"Cão louco": o provável secretário da Defesa na era Trump

por RTP
Mike Segar, Reuters

"Cão louco" mais parece o nome do chefe de uma tribo ameríndia. Mas chefes desses já há poucos e nunca um deles iria chefiar o Pentágono. O general que Trump quer pôr à frente das Forças Armadas mais poderosas do mundo ganhou a alcunha pela sua personalidade excêntrica.

James Mattis, general de quatro estrelas, reformado do corpo de fuzileiros, tem uma carreira longa de 44 anos, que inclui operações de uma força especial no sul do Afeganistão em 2001 e um comando de tropas durante a invasão daquele país em 2003. Depois disso comandou uma força de fuzileiros em 2004, na batalha de Falluja, a mais sangrenta ocorrida durante a ocupação do Iraque.

Mattis tem-se notabilizado pelas suas tiradas incendiárias. Uma delas foi a que sustentava ter "piada" matar afegãos que oprimem as mulheres, recolhida durante uma conversa com militares de San Diego, também em 2004, e agora reproduzida no site bnritânico The Independent.
A citação
Na verdade, tem muita piada combatê-los (...) Tem piada abater algumas pessoas (...) Vamos para o Afeganistão, há lá tipos que andam há cinco anos a espancar as mulheres porque não usam véu. Sabem, tipos assim de qualquer modo já não têm qualquer resto de virilidade. Por isso, tem montes de piada abatê-los".

Na altura, as declarações causaram escândalo e Mattis sofreu consequências disciplinares por esse rompante politicamente incorrecto. De qualquer modo, a sua carreira parecia aproximar-se do fim. Mas agora, no sábado, no âmbito das sondagens que vem fazendo para a sua equipa de topo, Donald Trump reuniu-se com ele e manifestou uma mal disfarçada preferência por ele para a pasta da Defesa.

Por outro lado, Mattis emite frequentes juízos sobre a política externa norte-americana, em especial no Médio Oriente. Não fez segredo, por exemplo, da sua hostilidade ao acordo assinado com o Irão, para controlo da proliferação das armas nucleares. Em todo o caso, esse questionamento não constitui opinião solitária e, portanto, não causou assinalável perturbação política.

Muito mais heterodoxa, e especialmente preocupante para o establishment político israelita, são as opiniões críticas que tem emitido sobre os colonatos.
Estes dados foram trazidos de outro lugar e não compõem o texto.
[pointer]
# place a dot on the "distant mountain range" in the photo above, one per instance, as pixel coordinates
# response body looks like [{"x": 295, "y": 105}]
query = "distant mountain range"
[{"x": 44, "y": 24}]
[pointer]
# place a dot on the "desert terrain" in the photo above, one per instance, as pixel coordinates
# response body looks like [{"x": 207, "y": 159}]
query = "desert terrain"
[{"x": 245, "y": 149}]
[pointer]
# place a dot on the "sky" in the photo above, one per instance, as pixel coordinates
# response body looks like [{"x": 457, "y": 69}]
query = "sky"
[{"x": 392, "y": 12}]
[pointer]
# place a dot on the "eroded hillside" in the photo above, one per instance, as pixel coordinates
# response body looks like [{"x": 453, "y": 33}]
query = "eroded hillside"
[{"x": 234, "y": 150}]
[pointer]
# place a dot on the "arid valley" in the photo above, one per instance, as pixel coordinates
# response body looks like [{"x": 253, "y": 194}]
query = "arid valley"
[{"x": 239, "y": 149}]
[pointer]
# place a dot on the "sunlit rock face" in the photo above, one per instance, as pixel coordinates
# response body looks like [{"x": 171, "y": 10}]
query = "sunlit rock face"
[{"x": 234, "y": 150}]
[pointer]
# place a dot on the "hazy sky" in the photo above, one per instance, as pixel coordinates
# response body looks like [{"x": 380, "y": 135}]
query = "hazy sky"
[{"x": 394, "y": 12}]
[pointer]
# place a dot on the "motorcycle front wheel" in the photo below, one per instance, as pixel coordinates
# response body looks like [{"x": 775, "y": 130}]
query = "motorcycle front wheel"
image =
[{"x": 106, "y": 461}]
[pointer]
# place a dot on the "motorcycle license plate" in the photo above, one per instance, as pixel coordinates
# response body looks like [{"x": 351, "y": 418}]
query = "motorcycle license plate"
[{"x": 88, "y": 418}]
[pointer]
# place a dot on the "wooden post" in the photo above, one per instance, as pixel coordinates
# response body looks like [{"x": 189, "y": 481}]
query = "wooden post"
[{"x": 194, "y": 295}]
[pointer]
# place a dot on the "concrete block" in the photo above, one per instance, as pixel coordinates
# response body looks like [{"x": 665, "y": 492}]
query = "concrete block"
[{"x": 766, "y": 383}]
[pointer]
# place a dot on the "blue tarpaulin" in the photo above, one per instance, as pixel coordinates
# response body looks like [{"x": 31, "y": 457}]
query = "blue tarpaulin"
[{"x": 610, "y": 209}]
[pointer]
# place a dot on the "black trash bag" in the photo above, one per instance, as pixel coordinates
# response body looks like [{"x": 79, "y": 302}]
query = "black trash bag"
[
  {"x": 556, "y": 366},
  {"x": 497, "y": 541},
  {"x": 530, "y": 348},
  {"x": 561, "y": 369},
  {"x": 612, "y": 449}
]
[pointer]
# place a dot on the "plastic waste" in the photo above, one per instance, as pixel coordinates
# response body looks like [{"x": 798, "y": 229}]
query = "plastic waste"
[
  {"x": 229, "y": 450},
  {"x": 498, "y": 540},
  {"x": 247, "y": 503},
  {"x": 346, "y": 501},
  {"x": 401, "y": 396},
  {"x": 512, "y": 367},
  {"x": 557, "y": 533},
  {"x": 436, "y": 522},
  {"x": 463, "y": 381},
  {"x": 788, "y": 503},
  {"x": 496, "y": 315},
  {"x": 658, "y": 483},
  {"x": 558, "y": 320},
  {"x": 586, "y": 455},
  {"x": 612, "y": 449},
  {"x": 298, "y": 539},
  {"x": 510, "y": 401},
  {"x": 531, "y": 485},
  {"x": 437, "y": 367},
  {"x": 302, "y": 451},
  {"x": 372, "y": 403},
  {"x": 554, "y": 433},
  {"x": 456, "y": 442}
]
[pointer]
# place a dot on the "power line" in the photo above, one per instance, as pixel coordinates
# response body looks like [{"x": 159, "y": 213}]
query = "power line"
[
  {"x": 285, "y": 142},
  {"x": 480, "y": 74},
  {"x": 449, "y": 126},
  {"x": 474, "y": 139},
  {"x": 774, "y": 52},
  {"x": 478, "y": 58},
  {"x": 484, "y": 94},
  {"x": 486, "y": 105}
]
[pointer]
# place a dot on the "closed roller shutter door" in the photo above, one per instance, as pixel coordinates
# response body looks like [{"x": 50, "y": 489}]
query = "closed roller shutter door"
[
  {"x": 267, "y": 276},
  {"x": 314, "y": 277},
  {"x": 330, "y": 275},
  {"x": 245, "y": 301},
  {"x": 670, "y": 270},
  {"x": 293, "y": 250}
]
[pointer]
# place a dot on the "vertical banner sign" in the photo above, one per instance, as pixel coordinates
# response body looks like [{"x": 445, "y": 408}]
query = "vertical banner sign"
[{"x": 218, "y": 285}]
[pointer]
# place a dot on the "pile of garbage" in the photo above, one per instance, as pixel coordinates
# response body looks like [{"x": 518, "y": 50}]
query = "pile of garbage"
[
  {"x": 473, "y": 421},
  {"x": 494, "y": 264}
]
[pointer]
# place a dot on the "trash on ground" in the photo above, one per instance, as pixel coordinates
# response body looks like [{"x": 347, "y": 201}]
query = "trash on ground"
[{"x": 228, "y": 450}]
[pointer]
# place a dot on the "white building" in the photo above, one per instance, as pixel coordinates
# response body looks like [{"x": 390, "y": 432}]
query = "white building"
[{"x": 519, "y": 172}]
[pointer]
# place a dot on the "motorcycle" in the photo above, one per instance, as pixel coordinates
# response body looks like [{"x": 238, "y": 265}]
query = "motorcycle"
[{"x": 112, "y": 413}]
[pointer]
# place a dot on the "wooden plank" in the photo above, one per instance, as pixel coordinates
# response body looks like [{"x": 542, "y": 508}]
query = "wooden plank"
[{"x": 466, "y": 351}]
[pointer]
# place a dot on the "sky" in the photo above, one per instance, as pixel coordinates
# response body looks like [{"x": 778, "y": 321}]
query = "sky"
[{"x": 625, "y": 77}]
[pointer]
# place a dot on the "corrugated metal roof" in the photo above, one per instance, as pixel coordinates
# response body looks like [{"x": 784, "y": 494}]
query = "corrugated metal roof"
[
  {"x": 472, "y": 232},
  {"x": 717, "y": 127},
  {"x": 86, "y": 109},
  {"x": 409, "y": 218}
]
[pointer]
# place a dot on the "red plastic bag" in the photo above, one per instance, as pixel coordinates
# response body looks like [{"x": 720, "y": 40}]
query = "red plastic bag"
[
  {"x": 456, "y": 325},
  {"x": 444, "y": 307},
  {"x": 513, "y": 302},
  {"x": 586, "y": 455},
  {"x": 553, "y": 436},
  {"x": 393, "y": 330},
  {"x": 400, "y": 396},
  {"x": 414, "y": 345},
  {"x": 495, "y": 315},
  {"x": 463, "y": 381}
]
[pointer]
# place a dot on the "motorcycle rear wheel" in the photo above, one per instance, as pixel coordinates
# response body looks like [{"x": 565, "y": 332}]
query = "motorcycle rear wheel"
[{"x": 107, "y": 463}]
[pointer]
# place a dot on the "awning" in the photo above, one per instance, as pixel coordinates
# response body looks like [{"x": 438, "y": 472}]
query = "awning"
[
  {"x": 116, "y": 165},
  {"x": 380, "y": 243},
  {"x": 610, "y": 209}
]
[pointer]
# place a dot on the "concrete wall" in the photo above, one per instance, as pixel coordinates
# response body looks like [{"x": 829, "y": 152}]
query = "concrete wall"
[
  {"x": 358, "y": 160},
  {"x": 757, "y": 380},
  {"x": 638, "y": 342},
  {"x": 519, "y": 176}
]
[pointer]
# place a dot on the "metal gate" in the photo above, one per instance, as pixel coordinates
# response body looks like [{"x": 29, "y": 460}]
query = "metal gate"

Segundo citação do diário israelita Haaretz, Mattis chamou a atenção para o facto de a disseminação dos colonatos ir converter Israel, inevitavelmente num regime de apartheid.

As declarações de Mattis são elucidativas. Numa, afirma: "Se eu estiver em Jerusalém e puser ali 500 colonos judeus na parte Leste, e se aí houver 10.000 moradores árabes, se traçarmos a fronteira de modo a incluí-los, ou isto deixa de ser um Estado judeu, ou então diz que os árabes não têm direito de voto - apartheid".

Além disso, Mattis tem afirmado que os EUA pagam um preço político pelo seu apoio incondicional a Israel e invoca a sua própria experiência: "Eu paguei um preço de segurança militar em cada dia que comandei o CentCom, porque os americanos eram vistos como parciais a favor de Israel, e isso moderava os árabes moderados que querem estar connosco, porque eles não podem aparecer publicamente a apoiar pessoas que não respeitam os árabes palestinianos".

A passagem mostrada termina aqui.